The documents also show that when the Commerce Commission imposed penalties on a company for price-fixing in September 2021, Senate was about to start working for a client operating in the same industry.
Senate told the commission it had been asked to do "strategic communications" for the company, whose name was redacted.
"We note an announcement was made this morning in relation to the penalties in the container depot price fixing case," Senate said in an email to the commission. "We didn't have any involvement in the matter.

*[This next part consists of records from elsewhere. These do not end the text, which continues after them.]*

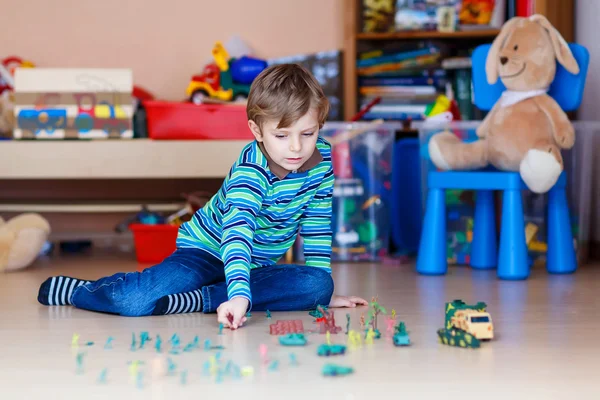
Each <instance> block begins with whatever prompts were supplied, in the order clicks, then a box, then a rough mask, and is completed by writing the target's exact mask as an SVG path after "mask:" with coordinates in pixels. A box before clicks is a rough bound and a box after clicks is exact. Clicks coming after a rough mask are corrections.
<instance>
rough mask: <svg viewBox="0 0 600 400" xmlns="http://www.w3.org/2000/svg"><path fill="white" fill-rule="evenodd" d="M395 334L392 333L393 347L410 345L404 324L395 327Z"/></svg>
mask: <svg viewBox="0 0 600 400" xmlns="http://www.w3.org/2000/svg"><path fill="white" fill-rule="evenodd" d="M395 331H396V333H394V337H393V340H394V346H408V345H410V336H408V332H407V331H406V324H405V323H404V322H402V321H400V323H399V324H398V325H397V326H396V327H395Z"/></svg>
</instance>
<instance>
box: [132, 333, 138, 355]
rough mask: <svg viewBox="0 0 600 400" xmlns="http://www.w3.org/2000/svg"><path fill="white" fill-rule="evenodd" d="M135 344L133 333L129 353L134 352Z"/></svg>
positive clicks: (132, 334) (135, 344)
mask: <svg viewBox="0 0 600 400" xmlns="http://www.w3.org/2000/svg"><path fill="white" fill-rule="evenodd" d="M136 344H137V342H136V340H135V333H132V334H131V351H135V346H136Z"/></svg>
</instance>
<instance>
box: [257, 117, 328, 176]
mask: <svg viewBox="0 0 600 400" xmlns="http://www.w3.org/2000/svg"><path fill="white" fill-rule="evenodd" d="M316 115H317V114H316V112H315V111H314V110H311V111H309V112H308V113H306V114H305V115H304V116H303V117H302V118H300V119H298V121H296V122H295V123H294V124H293V125H291V126H288V127H287V128H279V129H278V128H277V125H278V124H279V121H266V122H265V123H264V124H263V126H262V129H260V128H259V126H258V125H257V124H256V123H255V122H254V121H252V120H251V121H248V125H249V126H250V130H252V133H253V134H254V137H255V138H256V140H257V141H259V142H262V143H263V145H264V146H265V149H266V150H267V153H269V156H270V157H271V158H272V159H273V161H275V162H276V163H277V164H279V165H280V166H281V167H283V168H285V169H287V170H288V171H295V170H297V169H298V168H300V167H301V166H302V164H304V163H305V162H306V161H307V160H308V159H309V158H310V156H311V155H312V154H313V152H314V151H315V148H316V145H317V137H318V135H319V121H318V120H317V117H316Z"/></svg>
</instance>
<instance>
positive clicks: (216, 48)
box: [186, 42, 267, 104]
mask: <svg viewBox="0 0 600 400" xmlns="http://www.w3.org/2000/svg"><path fill="white" fill-rule="evenodd" d="M212 56H213V60H214V63H213V64H209V65H207V66H206V67H204V70H203V72H202V74H201V75H194V76H193V77H192V81H191V82H190V83H189V85H188V87H187V89H186V95H187V97H188V98H189V99H190V101H191V102H192V103H195V104H201V103H203V102H207V100H210V99H212V100H217V101H220V102H223V101H231V100H236V101H237V100H242V99H245V98H247V97H248V93H250V84H251V83H252V81H253V80H254V78H256V76H258V74H259V73H260V72H262V71H263V70H264V69H265V68H266V67H267V62H266V61H264V60H259V59H255V58H250V57H241V58H240V59H235V58H230V57H229V53H228V52H227V50H226V49H225V47H224V46H223V44H222V43H221V42H217V43H216V44H215V46H214V47H213V49H212ZM208 102H210V101H208Z"/></svg>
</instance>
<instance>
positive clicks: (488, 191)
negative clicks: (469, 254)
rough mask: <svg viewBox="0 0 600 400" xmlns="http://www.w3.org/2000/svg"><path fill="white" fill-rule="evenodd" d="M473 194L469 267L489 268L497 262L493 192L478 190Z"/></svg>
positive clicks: (493, 194) (495, 264)
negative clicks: (473, 207)
mask: <svg viewBox="0 0 600 400" xmlns="http://www.w3.org/2000/svg"><path fill="white" fill-rule="evenodd" d="M475 196H476V197H475V218H474V221H473V223H474V226H473V243H472V244H471V267H473V268H476V269H491V268H494V267H495V266H496V264H497V262H498V247H497V244H496V213H495V212H494V192H493V191H491V190H480V191H478V192H477V193H476V195H475Z"/></svg>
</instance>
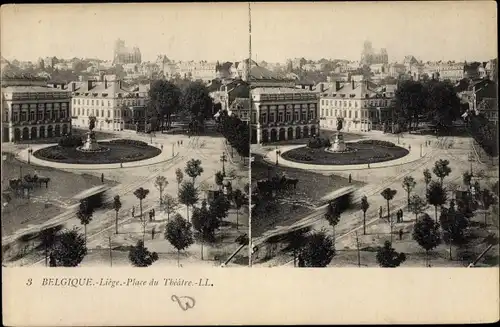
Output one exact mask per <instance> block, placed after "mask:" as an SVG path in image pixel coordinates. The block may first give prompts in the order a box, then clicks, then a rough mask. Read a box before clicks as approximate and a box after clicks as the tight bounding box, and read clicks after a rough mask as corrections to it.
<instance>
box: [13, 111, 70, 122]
mask: <svg viewBox="0 0 500 327" xmlns="http://www.w3.org/2000/svg"><path fill="white" fill-rule="evenodd" d="M44 113H45V114H44ZM66 117H67V114H66V110H60V111H59V110H48V109H47V110H46V111H36V112H35V111H30V112H29V113H28V112H26V111H21V112H18V111H13V112H12V122H28V121H35V120H37V121H41V120H51V119H61V118H66ZM28 118H29V119H28Z"/></svg>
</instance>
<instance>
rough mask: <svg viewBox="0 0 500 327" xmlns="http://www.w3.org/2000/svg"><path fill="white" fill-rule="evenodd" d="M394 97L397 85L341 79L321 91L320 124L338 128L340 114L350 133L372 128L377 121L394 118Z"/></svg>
mask: <svg viewBox="0 0 500 327" xmlns="http://www.w3.org/2000/svg"><path fill="white" fill-rule="evenodd" d="M394 100H395V86H394V85H393V86H381V87H378V86H376V85H375V84H373V83H371V82H369V81H361V82H355V81H351V82H349V83H344V84H342V83H340V82H337V83H336V84H335V85H332V87H330V88H329V89H328V90H326V91H325V92H322V93H321V99H320V122H321V123H320V126H321V127H323V128H328V129H335V128H336V126H337V118H339V117H340V118H343V119H344V127H343V130H344V131H346V132H349V131H370V130H372V129H373V124H380V123H383V122H384V121H387V120H388V119H389V118H391V117H390V115H391V108H392V107H393V106H394Z"/></svg>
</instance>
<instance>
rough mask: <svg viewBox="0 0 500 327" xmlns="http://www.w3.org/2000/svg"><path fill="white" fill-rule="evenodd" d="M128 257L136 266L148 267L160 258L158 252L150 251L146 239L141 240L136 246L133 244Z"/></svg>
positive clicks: (137, 242) (130, 249)
mask: <svg viewBox="0 0 500 327" xmlns="http://www.w3.org/2000/svg"><path fill="white" fill-rule="evenodd" d="M128 258H129V260H130V262H131V263H132V265H133V266H134V267H148V266H151V265H152V264H153V262H155V261H156V260H158V253H156V252H150V251H148V248H146V247H145V246H144V241H143V240H142V241H141V240H139V241H137V244H136V245H135V246H131V247H130V250H129V253H128Z"/></svg>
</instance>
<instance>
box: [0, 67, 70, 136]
mask: <svg viewBox="0 0 500 327" xmlns="http://www.w3.org/2000/svg"><path fill="white" fill-rule="evenodd" d="M70 101H71V92H69V91H68V90H65V89H63V86H59V88H54V87H49V86H48V85H47V79H46V78H42V77H33V76H27V75H25V76H5V77H3V78H2V142H18V141H28V140H33V139H39V138H51V137H58V136H62V135H65V134H70V133H71V115H70Z"/></svg>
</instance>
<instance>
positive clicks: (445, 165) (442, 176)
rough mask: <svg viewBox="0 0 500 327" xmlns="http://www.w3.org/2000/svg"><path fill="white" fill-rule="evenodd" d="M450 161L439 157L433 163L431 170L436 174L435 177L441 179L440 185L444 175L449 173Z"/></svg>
mask: <svg viewBox="0 0 500 327" xmlns="http://www.w3.org/2000/svg"><path fill="white" fill-rule="evenodd" d="M449 165H450V162H449V161H448V160H444V159H439V160H438V161H436V163H435V164H434V168H433V169H432V172H433V173H434V175H436V177H437V178H439V180H440V181H441V186H443V180H444V178H445V177H446V176H448V175H449V174H450V173H451V168H450V167H449Z"/></svg>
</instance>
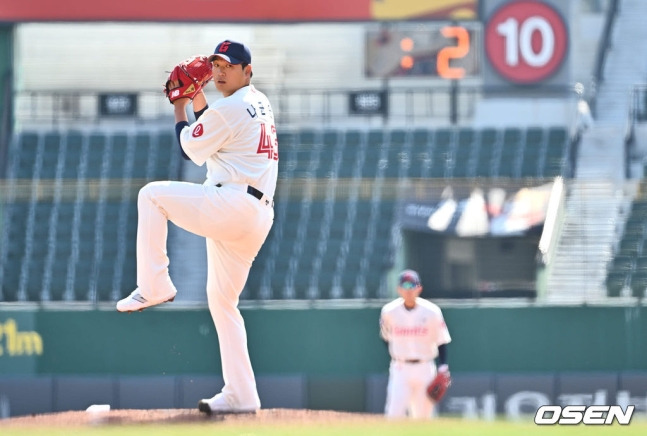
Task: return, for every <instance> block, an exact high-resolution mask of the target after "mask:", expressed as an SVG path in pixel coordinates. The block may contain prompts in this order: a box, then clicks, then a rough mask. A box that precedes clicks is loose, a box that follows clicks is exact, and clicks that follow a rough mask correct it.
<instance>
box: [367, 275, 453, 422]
mask: <svg viewBox="0 0 647 436" xmlns="http://www.w3.org/2000/svg"><path fill="white" fill-rule="evenodd" d="M420 292H422V285H421V283H420V277H419V276H418V273H417V272H415V271H413V270H404V271H402V272H401V273H400V276H399V279H398V294H399V295H400V298H397V299H395V300H393V301H391V302H390V303H387V304H386V305H385V306H384V307H383V308H382V312H381V315H380V333H381V335H382V338H383V339H384V340H385V341H387V342H388V345H389V354H390V355H391V365H390V366H389V384H388V386H387V393H386V406H385V414H386V416H387V417H390V418H401V417H405V416H410V417H412V418H431V417H432V412H433V407H434V404H433V401H432V400H431V399H429V397H428V396H427V391H426V389H427V386H428V385H429V383H430V382H431V381H432V380H433V378H434V376H435V375H436V365H435V362H434V359H435V358H436V357H437V358H438V363H439V366H438V371H439V372H440V371H449V366H448V365H447V344H448V343H449V342H451V337H450V336H449V331H448V330H447V325H446V324H445V320H444V318H443V315H442V312H441V310H440V308H439V307H438V306H437V305H435V304H434V303H431V302H430V301H427V300H424V299H422V298H420V297H419V296H420Z"/></svg>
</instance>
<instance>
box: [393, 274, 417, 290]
mask: <svg viewBox="0 0 647 436" xmlns="http://www.w3.org/2000/svg"><path fill="white" fill-rule="evenodd" d="M398 283H399V286H400V287H401V288H403V289H414V288H417V287H418V286H421V284H420V276H418V273H417V272H415V271H414V270H412V269H405V270H404V271H402V272H401V273H400V278H399V279H398Z"/></svg>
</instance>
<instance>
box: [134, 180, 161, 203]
mask: <svg viewBox="0 0 647 436" xmlns="http://www.w3.org/2000/svg"><path fill="white" fill-rule="evenodd" d="M164 183H165V182H149V183H147V184H146V185H145V186H143V187H142V188H141V189H140V190H139V193H138V194H137V203H138V204H141V203H142V202H143V201H153V199H154V198H155V196H156V195H157V193H158V191H159V189H160V188H161V187H162V186H164Z"/></svg>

We've yet to begin the formal relationship but have been asked to provide some help from today."
A week later, the commission said it had no objection to Senate working with the client.
The commission told RNZ Senate was not seeking approval to work for the same company it had penalised, but refused to give any further details.

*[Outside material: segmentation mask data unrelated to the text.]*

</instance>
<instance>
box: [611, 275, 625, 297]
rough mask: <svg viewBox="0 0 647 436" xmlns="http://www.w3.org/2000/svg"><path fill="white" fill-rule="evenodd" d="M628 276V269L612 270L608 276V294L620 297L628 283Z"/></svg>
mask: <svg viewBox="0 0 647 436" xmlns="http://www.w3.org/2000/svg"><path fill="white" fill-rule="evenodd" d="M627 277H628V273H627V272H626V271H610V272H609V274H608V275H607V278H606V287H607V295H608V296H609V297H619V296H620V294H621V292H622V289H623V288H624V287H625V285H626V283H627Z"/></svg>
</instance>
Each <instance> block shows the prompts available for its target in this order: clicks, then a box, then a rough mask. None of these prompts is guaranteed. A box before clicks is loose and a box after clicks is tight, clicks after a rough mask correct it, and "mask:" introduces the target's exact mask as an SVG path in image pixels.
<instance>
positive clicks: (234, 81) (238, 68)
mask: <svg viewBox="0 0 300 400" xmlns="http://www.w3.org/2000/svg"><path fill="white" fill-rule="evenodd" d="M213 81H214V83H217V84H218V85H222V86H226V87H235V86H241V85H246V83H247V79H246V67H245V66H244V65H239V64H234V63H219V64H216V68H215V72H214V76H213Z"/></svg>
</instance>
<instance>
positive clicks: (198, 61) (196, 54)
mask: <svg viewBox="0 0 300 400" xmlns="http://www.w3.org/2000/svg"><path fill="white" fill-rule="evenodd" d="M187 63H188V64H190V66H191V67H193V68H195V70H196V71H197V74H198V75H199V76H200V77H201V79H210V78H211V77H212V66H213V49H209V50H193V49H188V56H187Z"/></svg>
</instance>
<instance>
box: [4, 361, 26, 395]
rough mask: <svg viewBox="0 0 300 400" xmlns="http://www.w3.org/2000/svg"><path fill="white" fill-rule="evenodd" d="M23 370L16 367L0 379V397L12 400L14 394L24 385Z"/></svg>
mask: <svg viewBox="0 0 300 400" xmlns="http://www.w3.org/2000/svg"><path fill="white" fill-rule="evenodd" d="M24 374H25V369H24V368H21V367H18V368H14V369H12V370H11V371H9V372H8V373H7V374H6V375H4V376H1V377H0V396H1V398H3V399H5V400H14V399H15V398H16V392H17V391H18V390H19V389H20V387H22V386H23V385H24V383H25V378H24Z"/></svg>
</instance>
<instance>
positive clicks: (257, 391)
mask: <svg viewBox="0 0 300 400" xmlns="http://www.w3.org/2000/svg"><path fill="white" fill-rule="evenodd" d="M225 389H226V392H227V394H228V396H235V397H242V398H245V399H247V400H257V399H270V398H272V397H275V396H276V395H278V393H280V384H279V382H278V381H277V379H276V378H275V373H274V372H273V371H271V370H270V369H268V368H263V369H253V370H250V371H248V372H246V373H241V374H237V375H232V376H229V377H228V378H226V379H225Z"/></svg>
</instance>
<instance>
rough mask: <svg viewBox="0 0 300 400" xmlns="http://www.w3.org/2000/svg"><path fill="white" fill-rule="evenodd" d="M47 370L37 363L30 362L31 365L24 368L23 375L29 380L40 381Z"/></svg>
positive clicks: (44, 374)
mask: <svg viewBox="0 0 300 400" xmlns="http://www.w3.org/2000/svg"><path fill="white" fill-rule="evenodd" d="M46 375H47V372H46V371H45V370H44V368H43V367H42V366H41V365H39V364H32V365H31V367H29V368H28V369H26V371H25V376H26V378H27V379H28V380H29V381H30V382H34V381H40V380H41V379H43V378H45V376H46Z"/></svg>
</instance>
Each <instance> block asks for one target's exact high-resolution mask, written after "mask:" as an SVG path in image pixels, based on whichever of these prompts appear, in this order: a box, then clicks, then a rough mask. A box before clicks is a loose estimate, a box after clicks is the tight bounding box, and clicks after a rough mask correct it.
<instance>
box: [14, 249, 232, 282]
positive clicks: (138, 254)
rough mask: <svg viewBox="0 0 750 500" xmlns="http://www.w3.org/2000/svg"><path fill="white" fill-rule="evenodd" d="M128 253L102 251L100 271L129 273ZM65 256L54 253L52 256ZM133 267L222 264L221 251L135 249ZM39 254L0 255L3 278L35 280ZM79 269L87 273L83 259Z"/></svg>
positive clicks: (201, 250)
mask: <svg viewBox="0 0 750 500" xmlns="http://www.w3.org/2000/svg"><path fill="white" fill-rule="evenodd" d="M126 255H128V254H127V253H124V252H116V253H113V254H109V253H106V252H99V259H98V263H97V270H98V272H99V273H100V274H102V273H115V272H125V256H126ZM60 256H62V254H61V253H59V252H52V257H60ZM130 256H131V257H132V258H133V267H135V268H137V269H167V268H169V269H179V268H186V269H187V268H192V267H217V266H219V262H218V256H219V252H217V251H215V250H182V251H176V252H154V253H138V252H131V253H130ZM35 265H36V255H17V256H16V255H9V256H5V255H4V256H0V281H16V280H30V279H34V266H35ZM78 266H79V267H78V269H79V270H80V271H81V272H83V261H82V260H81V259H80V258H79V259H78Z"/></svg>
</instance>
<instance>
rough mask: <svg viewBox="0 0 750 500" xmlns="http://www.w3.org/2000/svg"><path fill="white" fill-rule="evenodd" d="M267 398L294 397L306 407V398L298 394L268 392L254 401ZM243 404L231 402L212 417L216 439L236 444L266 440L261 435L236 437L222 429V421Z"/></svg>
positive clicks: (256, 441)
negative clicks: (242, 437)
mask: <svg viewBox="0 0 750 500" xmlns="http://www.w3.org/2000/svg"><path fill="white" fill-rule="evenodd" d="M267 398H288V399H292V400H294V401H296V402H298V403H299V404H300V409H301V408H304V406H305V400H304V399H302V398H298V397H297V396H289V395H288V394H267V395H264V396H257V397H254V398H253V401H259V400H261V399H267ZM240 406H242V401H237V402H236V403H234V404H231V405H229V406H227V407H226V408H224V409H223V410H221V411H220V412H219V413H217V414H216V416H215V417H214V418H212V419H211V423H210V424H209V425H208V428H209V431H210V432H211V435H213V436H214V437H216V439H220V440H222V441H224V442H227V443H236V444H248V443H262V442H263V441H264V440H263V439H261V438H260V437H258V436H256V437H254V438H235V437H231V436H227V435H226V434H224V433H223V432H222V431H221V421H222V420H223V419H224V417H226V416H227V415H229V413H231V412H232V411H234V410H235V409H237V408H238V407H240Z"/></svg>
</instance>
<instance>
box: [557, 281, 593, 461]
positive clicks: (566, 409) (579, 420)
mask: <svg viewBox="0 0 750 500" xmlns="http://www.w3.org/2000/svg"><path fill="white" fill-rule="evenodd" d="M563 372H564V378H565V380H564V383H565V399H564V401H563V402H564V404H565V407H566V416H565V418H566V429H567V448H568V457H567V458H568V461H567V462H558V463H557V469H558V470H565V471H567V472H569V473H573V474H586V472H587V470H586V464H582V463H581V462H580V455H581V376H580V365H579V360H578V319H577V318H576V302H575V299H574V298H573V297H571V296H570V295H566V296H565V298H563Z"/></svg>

Raj Krishnan, general manager of governance, strategy and engagement, said the Commerce Commission's job was to make New Zealanders better off and building awareness and trust as a regulator was a big part of that.
He said while Senate did lobbying work for private sector clients it did not do lobbying for the commission, only communications and media training.
Senate, and other contractors, were used "to fill capability or capacity gaps" when needed.
"We allow them to work in the office so that they can be part of the environment that we need them to be in and have the appropriate contact," Krishnan said.
"We provide them with devices so that we can keep information that we have held securely within our system.
"We keep it in-house, we keep it secure and we eliminate the risk of it walking out the door."
The commission had a robust process for managing conflicts of interest and confidentiality.
"We expect our contractors and consultants to declare conflicts and we take ownership and responsibility for ensuring that those conflicts are managed well."
But Rashbrooke said because the commission had redacted details of how the conflicts were managed, the public had to rely on trust.
"We have no way of actually testing that, which is extremely troubling in itself," he said.
"These are some of the biggest industries in New Zealand that we're talking about - gas, energy, building supplies - issues with huge potential for conflicts of interest where there is huge vested interests, huge amounts of profit on the line, and where you would think you would be extra careful about bringing a private firm into the heart of government."
Of all government agencies, the Commerce Commission should be the most guarded about sharing information with the private sector, Rashbrooke said.
"Surely it should be the one that keeps the private sector at arm's length the most, because the Commerce Commission's whole job is to crack down on the private sector when it's doing things that it shouldn't do."